Tremella fungus extract yeast fermented product (manufacturing example 2) 0.5 g
Marjoram extract 1.0g
Plum fruit part extract 0.2g
Coconut fatty acid methyl taurate sodium 10.0 g
Coconut fatty acid amidopropyl betaine 10.0g
Sodium polyoxyethylene alkyl ether sulfate 20.0 g
Coconut fatty acid diethanolamide 4.0 g
Propylene glycol 2.0 g
Fragrance Appropriate amount Purified water Remainder (Total amount is 100g)

[Formulation Example 6]
A tablet having the following composition was produced by a conventional method.
Tremella fungus extract lactic acid fermented product (manufacturing example 1) 5.0 mg
Dolomite (containing 20% calcium and 10% magnesium) 83.4mg
Casein phosphopeptide 16.7mg
Vitamin C 33.4mg
Maltitol 136.8mg
Collagen 12.7mg
Sucrose fatty acid ester 12.0mg

[Formulation Example 7]
An oral liquid preparation having the following composition was prepared by a conventional method.
<Composition in 1 ampoule (100 mL per bottle)>
Tremella fungus extract yeast fermented product (Production Example 2) 0.3% by mass
Sorbit 12.0% by mass
Sodium benzoate 0.1% by mass
Perfume 1.0% by mass
Calcium sulfate 0.5% by mass
Remainder of purified water (100% by mass)

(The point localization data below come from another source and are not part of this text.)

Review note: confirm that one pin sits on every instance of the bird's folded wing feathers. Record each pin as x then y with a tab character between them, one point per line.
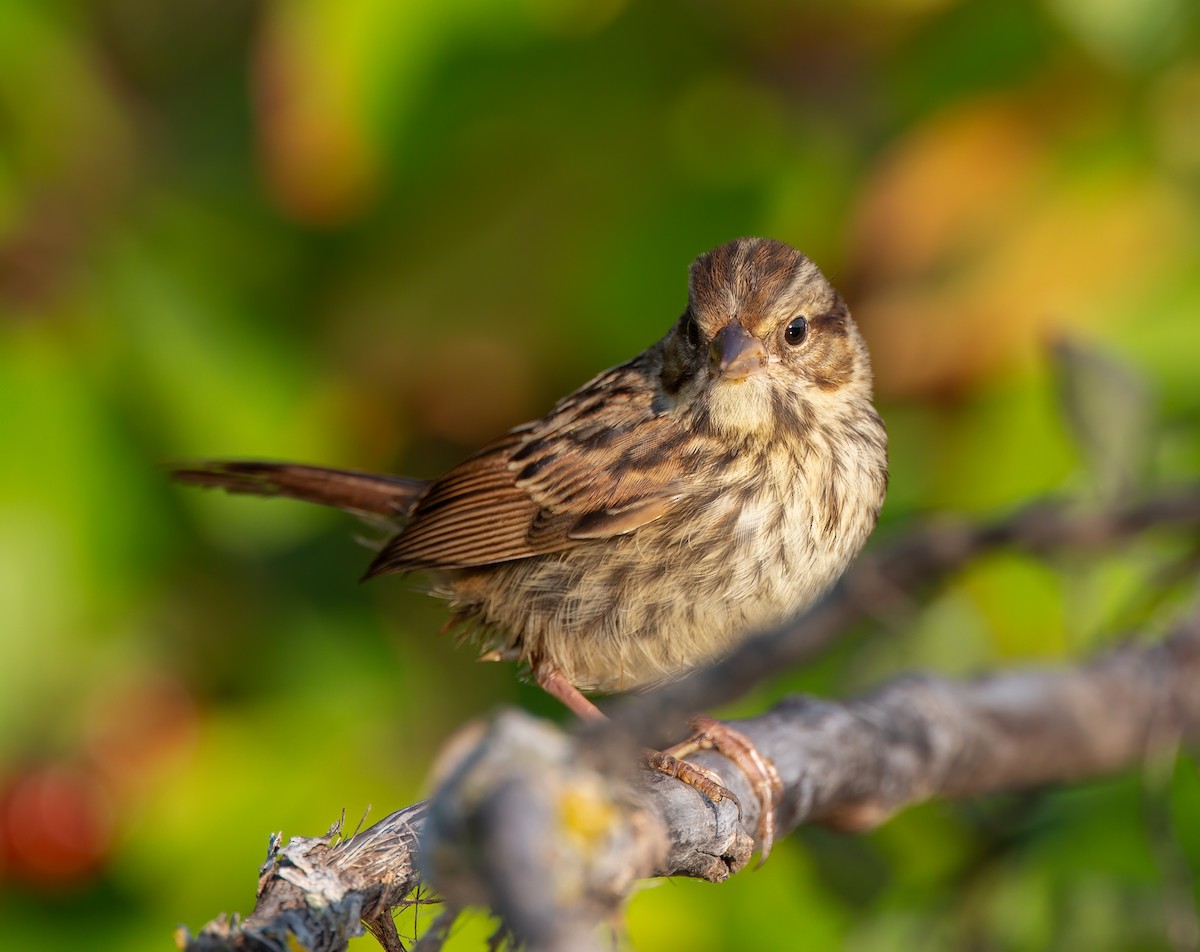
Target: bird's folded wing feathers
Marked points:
591	469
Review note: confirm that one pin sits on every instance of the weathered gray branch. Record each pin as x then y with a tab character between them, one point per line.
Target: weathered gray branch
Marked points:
540	827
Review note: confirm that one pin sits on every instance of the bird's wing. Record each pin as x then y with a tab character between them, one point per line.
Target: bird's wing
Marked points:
597	466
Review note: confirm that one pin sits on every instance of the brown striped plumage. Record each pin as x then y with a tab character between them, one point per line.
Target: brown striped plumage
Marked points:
717	483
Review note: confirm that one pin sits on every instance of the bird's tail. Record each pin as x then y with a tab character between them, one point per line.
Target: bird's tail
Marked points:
363	494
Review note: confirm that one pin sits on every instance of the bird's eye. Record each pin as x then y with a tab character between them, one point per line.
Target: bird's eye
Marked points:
797	330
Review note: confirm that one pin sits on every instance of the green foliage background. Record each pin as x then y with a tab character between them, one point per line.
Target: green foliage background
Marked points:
375	233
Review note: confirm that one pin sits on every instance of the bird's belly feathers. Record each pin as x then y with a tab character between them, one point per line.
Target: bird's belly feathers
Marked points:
646	608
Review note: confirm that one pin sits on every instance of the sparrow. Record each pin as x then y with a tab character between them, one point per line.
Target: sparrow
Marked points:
715	484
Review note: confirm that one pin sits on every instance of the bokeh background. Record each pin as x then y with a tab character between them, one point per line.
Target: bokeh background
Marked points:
375	233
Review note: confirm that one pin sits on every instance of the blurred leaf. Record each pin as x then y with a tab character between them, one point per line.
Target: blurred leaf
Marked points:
1108	409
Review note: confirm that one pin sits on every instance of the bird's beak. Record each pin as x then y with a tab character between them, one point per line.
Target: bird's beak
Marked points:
736	354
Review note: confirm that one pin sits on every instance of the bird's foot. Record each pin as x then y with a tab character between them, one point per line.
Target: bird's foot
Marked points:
712	735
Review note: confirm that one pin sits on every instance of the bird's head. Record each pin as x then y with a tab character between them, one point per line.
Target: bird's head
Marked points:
766	342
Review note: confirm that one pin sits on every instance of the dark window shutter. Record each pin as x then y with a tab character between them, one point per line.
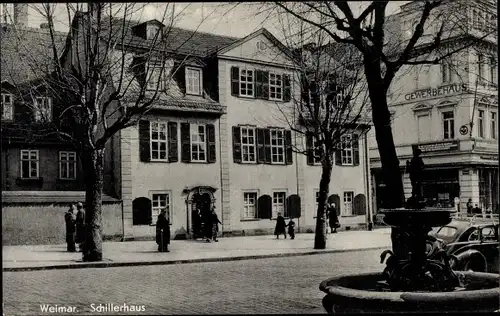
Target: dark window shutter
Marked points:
259	74
144	138
261	154
309	148
173	151
211	158
267	145
235	81
180	77
264	206
355	149
237	144
288	147
185	143
287	93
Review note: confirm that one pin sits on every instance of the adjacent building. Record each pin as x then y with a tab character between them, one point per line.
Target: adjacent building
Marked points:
449	111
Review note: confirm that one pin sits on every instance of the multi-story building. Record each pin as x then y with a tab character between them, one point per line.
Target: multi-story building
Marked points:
449	110
220	135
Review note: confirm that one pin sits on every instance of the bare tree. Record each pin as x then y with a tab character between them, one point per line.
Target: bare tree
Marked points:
386	48
102	80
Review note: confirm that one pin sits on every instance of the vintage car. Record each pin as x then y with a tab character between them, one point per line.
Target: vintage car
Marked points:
471	246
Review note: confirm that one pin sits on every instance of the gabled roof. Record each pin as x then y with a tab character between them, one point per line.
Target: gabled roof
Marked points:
268	35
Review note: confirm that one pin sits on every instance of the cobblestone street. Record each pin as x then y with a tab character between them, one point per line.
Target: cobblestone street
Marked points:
277	285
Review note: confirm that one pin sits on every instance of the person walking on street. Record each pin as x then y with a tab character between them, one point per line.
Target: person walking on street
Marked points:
70	218
333	220
80	225
291	228
215	224
163	231
280	226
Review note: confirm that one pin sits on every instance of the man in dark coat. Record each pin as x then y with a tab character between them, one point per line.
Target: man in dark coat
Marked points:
80	225
163	232
280	226
333	219
70	218
215	224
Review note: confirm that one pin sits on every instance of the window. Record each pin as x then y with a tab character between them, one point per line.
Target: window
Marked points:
275	87
347	152
248	144
7	13
160	201
156	74
29	164
448	125
246	83
158	141
7	108
198	143
67	165
279	204
480	123
277	146
249	205
43	109
493	127
193	81
348	198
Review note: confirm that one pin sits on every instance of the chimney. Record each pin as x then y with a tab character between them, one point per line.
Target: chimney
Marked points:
21	13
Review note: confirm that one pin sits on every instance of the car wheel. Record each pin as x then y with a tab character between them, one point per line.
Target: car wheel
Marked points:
475	265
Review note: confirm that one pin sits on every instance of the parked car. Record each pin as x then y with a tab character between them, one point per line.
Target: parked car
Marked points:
472	246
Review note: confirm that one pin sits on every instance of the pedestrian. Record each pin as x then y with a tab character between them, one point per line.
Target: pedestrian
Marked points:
291	228
80	226
215	224
280	226
333	220
163	231
70	219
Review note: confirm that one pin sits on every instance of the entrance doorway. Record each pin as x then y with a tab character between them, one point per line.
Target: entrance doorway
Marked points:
201	207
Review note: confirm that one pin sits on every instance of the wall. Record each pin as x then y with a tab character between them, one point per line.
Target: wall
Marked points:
44	223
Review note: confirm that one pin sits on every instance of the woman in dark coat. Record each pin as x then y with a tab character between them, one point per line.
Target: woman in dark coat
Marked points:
215	224
70	218
280	226
333	219
163	232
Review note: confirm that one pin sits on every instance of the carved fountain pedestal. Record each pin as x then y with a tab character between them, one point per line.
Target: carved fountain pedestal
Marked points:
412	282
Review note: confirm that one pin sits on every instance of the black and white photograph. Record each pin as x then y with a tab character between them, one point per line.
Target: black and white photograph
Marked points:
274	157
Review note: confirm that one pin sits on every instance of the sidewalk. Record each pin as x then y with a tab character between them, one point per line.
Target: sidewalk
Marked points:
130	253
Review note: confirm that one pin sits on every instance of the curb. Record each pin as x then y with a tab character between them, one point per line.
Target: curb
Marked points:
182	261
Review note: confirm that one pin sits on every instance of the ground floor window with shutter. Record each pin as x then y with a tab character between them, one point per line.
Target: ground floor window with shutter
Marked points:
67	165
29	164
346	153
249	205
279	199
348	199
160	201
277	146
198	143
158	141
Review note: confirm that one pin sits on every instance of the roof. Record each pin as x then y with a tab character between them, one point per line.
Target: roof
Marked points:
49	197
27	53
175	39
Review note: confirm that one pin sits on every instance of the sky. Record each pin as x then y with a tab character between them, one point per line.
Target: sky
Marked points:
218	18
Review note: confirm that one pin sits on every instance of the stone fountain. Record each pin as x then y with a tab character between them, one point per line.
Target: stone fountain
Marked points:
412	282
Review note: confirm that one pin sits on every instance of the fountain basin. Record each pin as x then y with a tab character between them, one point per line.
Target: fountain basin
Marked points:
366	293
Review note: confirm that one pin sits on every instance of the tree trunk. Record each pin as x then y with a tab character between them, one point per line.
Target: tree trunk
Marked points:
93	162
324	185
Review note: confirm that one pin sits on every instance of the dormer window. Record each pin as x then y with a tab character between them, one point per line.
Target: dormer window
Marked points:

The anti-inflammatory agent, anti-aging agent, whitening agent and hair restorer of the present invention are useful for preventing, treating or improving various skin inflammatory diseases; preventing, treating or improving skin aging symptoms; promoting healing of wounds or burns; prevention, treatment or improvement of sexual skin diseases; prevention, treatment or improvement of pigmentation such as blackening of the skin, age spots and freckles; prevention, treatment or improvement of alopecia, especially male pattern baldness; improvement; and so on.

Claims (4)

heat sterilizing and/or filtering a fermented product of a white fungus extract with Lactobacillus plantarum to obtain a white fungus extract fermented product,
A method for producing an anti-aging agent, characterized by using the obtained fermented extract of white fungus as an active ingredient. heat sterilizing and/or filtering a fermented product of a white fungus extract with Lactobacillus plantarum to obtain a white fungus extract fermented product,
A method for producing a whitening agent, characterized by using the obtained fermented extract of Tremella as an active ingredient. A method for producing a cosmetic used for anti-aging applications and/or whitening applications,
heat sterilizing and/or filtering a fermented product of a white fungus extract with Lactobacillus plantarum to obtain a white fungus extract fermented product,
A method for producing a cosmetic, comprising blending the obtained fermented extract of Tremella fungus. A method for producing a food and drink composition for use in anti-aging applications and/or whitening applications,
heat sterilizing and/or filtering a fermented product of a white fungus extract with Lactobacillus plantarum to obtain a white fungus extract fermented product,
A method for producing a food or drink composition, comprising blending the obtained fermented extract of Tremella fungus.